Conversational assistants
We want agents that talk with us and also do things for us. A conversational assistant is one way in: she holds a thread, chooses actions, and keeps nudging a task along while we stay in plain language. We give her a goal; she handles the back-and-forth.
Following the thread
AI can track a conversation across turns. After the first mention, she keeps the goal in working memory while we push the details around. When we change part of the request, she adjusts without losing the rest. It feels simple, which is the point.
Choosing the next move
An agent decides what to do next. After we state the goal, she checks what she already knows and whether she needs more. If a gap appears, she asks a question; if a tool will help, she calls it. We avoid micromanaging her. She keeps her own checklist.
Looping with tools
AI can call local tools when a step needs real data.
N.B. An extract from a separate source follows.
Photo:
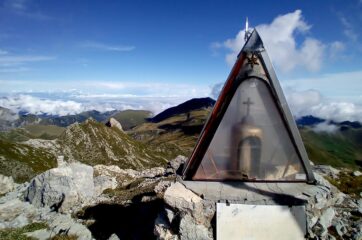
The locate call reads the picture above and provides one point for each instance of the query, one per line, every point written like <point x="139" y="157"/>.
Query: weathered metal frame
<point x="253" y="45"/>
After that first tool call, she uses results to steer the next turn. Maybe she asks us to confirm something; maybe she goes straight to another tool. The loop stays tight because her steps are tied to what we said a moment ago.
Managing small mistakes
AI will drift now and then, so we want her to notice when something doesn’t fit. After a mismatch, she can restate her understanding and wait for a correction. This saves us from rewriting the whole request. Small repairs keep the conversation moving.
Why it works
We get agents that stay conversational while they plan. She talks, checks, and acts in short cycles. It’s not magic; it’s a steady rhythm of goals, tools, and questions. Like a teammate who prefers chat over forms.
A coder’s musing
We keep adding features, yet the best ones hide. When an assistant handles the glue work between our sentences, we forget she’s doing it—until we build one and see how much that glue matters.